Tooros acesos durante o Tooro Nagashi de Registro (SP).
Tooros acesos antes de serem colocados no rio Ribeira. Foto de Wagner Assanuma. Fonte: SOARES FLORES (2021).

O-bon: Origem e significado do Tooro Nagashi

O Tooro Nagashi está relacionado à cerimônia de homenagem aos mortos chamada Urabon-e, conhecida por sua abreviação O-bon. O O-bon ocorre entre os dias 13 e 15 de junho no Japão. De origem budista, o O-bon inicia-se com a ida de familiares aos cemitérios em que seus ancestrais e outros parentes estejam.

Ali, há a queima de incenso na sepultura da família.
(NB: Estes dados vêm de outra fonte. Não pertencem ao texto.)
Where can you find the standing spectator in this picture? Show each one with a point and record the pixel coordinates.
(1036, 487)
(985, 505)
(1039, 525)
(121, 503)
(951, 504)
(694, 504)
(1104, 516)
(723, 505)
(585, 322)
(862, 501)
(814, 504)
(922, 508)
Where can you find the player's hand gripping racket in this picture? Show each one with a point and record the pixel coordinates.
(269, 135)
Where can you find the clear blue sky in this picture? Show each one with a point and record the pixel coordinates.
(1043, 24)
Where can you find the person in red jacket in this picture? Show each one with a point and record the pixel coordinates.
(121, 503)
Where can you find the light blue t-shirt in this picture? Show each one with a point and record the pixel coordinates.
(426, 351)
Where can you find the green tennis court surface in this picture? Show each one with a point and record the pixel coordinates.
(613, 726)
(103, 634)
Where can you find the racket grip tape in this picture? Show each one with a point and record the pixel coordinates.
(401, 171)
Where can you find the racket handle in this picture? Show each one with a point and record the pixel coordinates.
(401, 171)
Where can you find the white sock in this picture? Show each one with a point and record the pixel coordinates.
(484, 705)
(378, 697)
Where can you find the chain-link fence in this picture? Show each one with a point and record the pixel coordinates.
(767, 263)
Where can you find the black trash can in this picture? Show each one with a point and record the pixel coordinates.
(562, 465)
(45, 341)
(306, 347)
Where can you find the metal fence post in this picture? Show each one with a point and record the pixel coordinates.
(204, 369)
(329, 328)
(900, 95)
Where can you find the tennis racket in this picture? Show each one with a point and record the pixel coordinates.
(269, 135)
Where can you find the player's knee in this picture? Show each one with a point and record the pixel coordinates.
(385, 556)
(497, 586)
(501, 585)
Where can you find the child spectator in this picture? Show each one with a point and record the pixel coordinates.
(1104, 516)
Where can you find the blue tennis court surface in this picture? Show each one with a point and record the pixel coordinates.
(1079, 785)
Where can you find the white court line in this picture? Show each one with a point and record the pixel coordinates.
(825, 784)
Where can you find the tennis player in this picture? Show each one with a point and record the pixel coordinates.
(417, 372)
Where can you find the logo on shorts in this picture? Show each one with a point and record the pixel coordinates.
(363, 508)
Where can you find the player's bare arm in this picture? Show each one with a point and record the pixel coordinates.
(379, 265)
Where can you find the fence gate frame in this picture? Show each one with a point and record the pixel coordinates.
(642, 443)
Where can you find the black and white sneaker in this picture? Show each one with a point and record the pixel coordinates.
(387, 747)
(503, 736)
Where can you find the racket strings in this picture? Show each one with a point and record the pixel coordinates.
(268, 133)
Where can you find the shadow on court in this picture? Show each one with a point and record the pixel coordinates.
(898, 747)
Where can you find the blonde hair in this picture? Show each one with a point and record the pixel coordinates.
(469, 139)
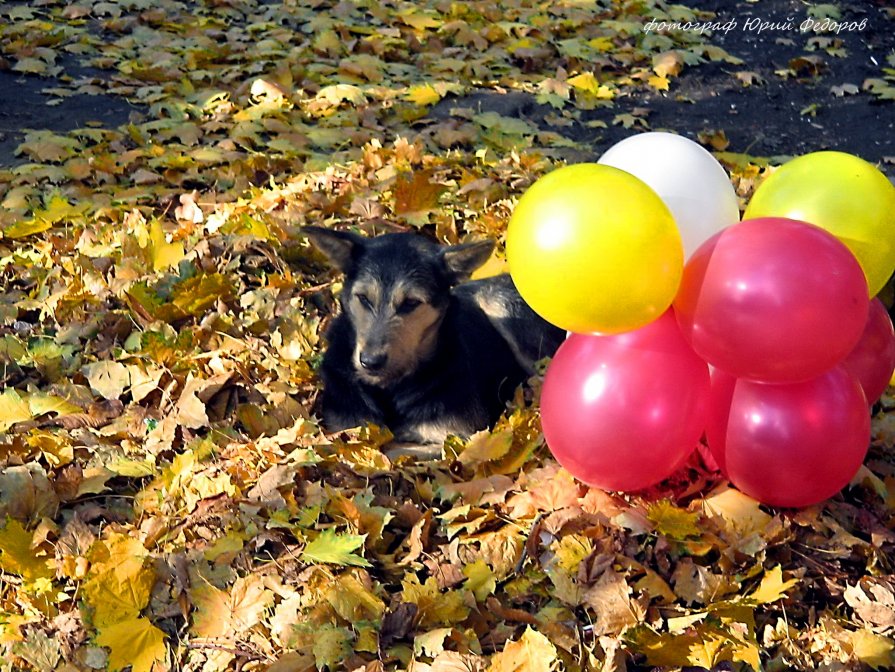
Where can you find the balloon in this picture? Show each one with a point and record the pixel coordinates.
(873, 359)
(592, 248)
(789, 445)
(687, 178)
(623, 411)
(774, 300)
(843, 194)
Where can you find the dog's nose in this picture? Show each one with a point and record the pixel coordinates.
(373, 362)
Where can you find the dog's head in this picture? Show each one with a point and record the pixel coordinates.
(396, 291)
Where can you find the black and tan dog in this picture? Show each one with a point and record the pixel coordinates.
(417, 348)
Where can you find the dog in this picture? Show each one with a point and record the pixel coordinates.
(418, 347)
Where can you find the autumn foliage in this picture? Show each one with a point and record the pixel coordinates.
(168, 500)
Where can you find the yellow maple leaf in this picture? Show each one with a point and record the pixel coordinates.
(423, 95)
(135, 642)
(227, 614)
(772, 587)
(435, 607)
(119, 553)
(873, 649)
(353, 601)
(164, 254)
(659, 82)
(740, 512)
(17, 555)
(668, 63)
(532, 652)
(673, 521)
(13, 409)
(60, 210)
(114, 599)
(480, 579)
(107, 378)
(585, 81)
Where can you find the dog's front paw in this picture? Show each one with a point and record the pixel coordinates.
(419, 451)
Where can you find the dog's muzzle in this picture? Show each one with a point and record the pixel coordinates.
(373, 362)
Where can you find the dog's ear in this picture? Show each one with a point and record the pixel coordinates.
(462, 260)
(340, 247)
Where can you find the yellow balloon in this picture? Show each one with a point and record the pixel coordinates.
(592, 248)
(843, 194)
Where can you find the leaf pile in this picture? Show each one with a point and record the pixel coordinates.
(168, 500)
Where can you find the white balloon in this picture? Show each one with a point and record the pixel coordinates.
(687, 178)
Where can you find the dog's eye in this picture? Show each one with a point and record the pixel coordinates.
(409, 305)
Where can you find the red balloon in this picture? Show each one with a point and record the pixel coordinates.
(789, 445)
(623, 411)
(873, 359)
(773, 299)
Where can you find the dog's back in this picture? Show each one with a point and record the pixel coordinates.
(416, 349)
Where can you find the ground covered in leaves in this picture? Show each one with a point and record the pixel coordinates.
(168, 499)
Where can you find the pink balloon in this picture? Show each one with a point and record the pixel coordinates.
(789, 445)
(773, 299)
(622, 411)
(873, 359)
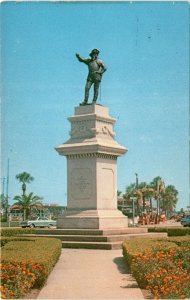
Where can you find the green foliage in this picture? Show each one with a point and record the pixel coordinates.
(174, 231)
(161, 266)
(26, 202)
(15, 231)
(32, 257)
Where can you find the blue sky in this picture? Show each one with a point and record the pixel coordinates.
(145, 46)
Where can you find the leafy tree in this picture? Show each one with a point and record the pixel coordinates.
(3, 201)
(119, 193)
(24, 178)
(27, 202)
(169, 200)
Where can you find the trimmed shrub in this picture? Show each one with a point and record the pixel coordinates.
(161, 266)
(32, 257)
(15, 231)
(174, 231)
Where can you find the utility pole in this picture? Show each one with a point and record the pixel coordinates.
(7, 193)
(137, 186)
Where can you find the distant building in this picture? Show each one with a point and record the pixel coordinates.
(50, 210)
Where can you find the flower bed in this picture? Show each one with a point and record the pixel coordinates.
(174, 231)
(26, 263)
(161, 266)
(15, 231)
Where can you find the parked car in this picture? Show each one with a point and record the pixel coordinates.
(186, 221)
(38, 222)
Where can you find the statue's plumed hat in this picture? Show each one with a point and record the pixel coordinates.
(94, 51)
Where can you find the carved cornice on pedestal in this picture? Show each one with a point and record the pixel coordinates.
(92, 155)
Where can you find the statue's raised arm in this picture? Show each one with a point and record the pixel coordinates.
(96, 68)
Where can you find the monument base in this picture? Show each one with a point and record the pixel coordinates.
(92, 219)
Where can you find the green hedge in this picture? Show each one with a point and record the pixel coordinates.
(161, 266)
(26, 263)
(174, 231)
(15, 231)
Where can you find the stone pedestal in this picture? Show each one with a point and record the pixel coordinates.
(92, 155)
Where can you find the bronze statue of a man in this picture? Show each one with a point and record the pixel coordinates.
(96, 68)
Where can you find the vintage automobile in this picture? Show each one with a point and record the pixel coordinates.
(38, 222)
(186, 221)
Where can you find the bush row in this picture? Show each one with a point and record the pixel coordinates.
(174, 231)
(161, 266)
(26, 263)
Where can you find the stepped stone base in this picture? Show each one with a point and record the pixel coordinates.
(109, 239)
(92, 219)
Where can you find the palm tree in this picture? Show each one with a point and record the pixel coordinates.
(26, 202)
(158, 186)
(169, 200)
(24, 178)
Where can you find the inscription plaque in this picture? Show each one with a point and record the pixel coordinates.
(81, 179)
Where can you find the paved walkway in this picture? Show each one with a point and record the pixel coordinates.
(90, 274)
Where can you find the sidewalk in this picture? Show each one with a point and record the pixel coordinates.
(90, 274)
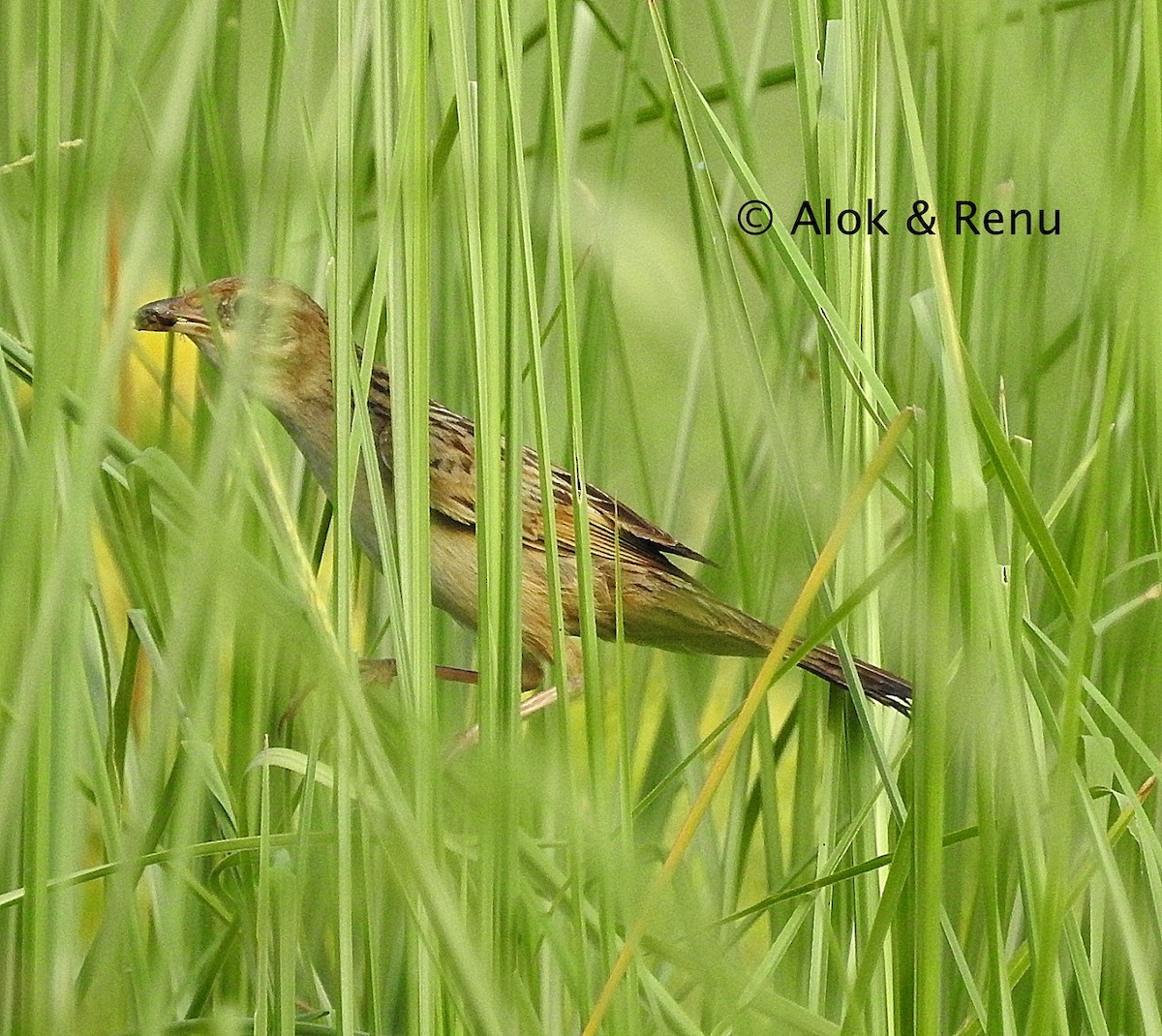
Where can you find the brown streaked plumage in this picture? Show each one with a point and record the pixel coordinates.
(662, 606)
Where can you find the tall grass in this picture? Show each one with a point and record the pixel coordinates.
(532, 215)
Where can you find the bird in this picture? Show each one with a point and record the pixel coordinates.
(290, 350)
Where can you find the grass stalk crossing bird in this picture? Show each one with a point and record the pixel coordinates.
(661, 605)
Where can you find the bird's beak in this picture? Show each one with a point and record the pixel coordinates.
(183, 315)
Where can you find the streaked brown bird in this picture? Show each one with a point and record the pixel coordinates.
(662, 606)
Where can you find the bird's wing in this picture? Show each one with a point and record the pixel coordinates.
(614, 529)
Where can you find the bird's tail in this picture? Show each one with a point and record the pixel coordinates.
(878, 685)
(698, 622)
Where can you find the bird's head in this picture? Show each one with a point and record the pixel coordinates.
(282, 326)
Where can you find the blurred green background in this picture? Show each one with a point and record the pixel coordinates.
(529, 213)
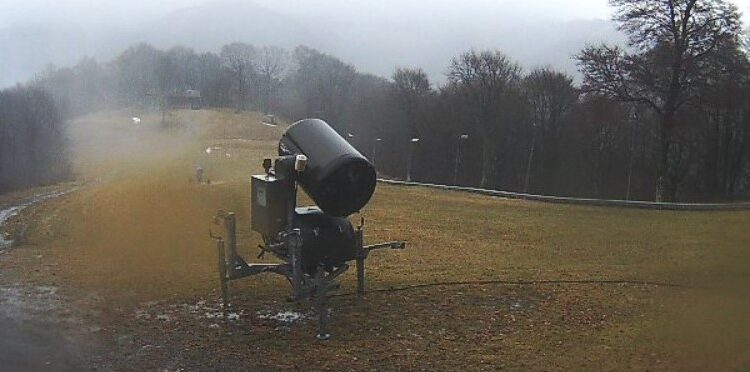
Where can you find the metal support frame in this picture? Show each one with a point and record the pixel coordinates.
(304, 286)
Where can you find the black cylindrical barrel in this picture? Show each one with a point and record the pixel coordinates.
(337, 177)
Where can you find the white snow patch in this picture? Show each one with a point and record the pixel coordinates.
(282, 316)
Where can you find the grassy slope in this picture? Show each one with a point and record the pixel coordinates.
(139, 233)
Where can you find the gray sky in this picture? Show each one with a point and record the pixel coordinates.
(15, 11)
(374, 35)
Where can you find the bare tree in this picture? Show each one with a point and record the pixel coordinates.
(411, 89)
(550, 95)
(238, 58)
(271, 64)
(673, 40)
(485, 77)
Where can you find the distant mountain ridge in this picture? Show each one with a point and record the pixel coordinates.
(373, 45)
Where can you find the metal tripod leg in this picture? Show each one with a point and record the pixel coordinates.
(223, 277)
(321, 302)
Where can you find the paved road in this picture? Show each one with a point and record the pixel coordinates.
(33, 345)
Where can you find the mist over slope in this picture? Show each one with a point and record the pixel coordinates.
(373, 39)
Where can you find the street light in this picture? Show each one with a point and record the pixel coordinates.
(374, 148)
(411, 158)
(461, 138)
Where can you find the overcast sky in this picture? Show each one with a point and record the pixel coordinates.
(373, 35)
(29, 11)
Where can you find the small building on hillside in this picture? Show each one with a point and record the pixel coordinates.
(190, 98)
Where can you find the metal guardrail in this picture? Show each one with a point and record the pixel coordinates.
(581, 201)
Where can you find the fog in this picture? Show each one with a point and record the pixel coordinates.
(374, 36)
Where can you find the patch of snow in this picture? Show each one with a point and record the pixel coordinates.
(8, 213)
(282, 316)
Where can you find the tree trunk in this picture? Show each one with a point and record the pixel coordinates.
(666, 190)
(488, 162)
(530, 161)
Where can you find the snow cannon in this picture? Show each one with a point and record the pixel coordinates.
(316, 243)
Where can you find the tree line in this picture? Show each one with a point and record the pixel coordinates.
(33, 148)
(665, 118)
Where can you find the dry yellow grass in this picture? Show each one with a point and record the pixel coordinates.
(141, 234)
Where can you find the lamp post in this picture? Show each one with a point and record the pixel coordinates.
(414, 142)
(374, 150)
(461, 138)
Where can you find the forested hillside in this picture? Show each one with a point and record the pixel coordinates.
(32, 140)
(667, 118)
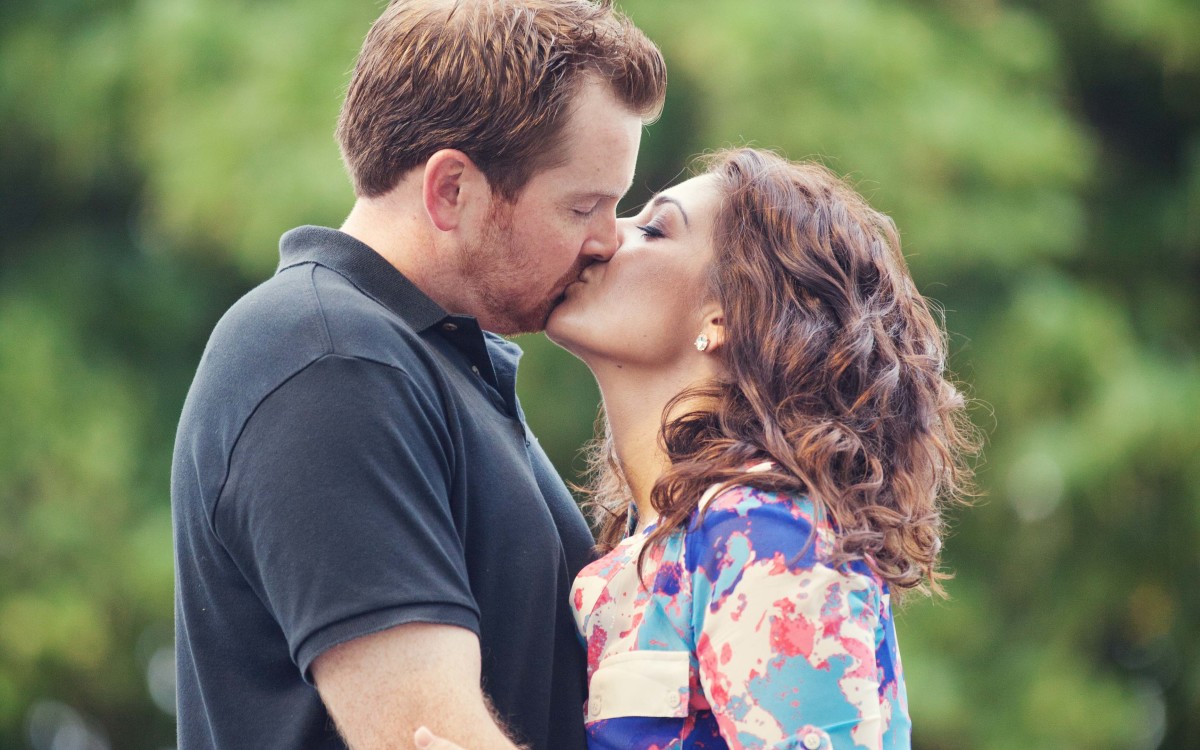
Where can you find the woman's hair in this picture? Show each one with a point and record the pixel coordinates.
(835, 372)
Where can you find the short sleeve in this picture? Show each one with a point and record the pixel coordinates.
(786, 645)
(336, 509)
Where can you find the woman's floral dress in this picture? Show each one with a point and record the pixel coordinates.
(739, 636)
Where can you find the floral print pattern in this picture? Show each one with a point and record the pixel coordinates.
(737, 635)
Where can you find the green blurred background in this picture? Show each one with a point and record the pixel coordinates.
(1041, 159)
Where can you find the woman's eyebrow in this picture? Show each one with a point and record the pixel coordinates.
(660, 199)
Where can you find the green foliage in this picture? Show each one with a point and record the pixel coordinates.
(1042, 161)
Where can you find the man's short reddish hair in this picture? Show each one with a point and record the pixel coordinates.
(492, 78)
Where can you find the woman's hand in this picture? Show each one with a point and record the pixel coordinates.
(425, 739)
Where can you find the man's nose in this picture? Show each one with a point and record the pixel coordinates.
(604, 241)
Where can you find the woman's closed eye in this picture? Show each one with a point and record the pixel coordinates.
(652, 231)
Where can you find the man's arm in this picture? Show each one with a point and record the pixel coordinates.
(381, 688)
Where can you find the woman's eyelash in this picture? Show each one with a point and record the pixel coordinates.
(651, 232)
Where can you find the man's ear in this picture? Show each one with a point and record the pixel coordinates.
(450, 187)
(713, 328)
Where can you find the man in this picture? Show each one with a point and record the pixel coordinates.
(359, 507)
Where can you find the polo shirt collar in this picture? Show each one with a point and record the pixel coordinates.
(365, 269)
Os visitantes então retornam aos seus lares portando lanternas de papel típicas. Acredita-se que o espírito dos mortos acompanhe os vivos nesse retorno ao lar e, uma vez ali, a esteira é posta na frente do altar da família (botsudan) e pequenas oferendas de doces e outros artigos são colocados. 

De maneira similar aos Dias de los Muertos no México, uma mesa com as comidas preferidas dos entes falecidos é disposta. A crença é de que o espírito daqueles que já se foram partilham desse momento junto aos vivos. Além disso, como resume o teólogo e pesquisador Josué Flores, um sacerdote budista é chamado para entoar sutras aos mortos.1 

No dia 15, são feitos os chamados “bolinhos de arroz da despedida” e pequenas “fogueiras de despedida” são acesas perto da porta das casas. Essa iluminação sinaliza o caminho de saída dos espíritos que, a partir desse momento, devem retornar aos Meido (Mundo Celestial da Escuridão). Há, então, a soltura de pequenos barquinhos: 

“Durante a noite, os artigos sagrados usados são colocados, por um membro da família, em um pequeno barco de palha (uma pequena lanterna acesa por vela na proa, e, incenso queimando na popa), que flutua em um riacho ou é lançado no mar – ambos os modos servem como um meio de confortar aqueles que não têm sepultura, mas o leito do rio ou do oceano.”2 

A história do Tooro Nagashi de Registro (SP)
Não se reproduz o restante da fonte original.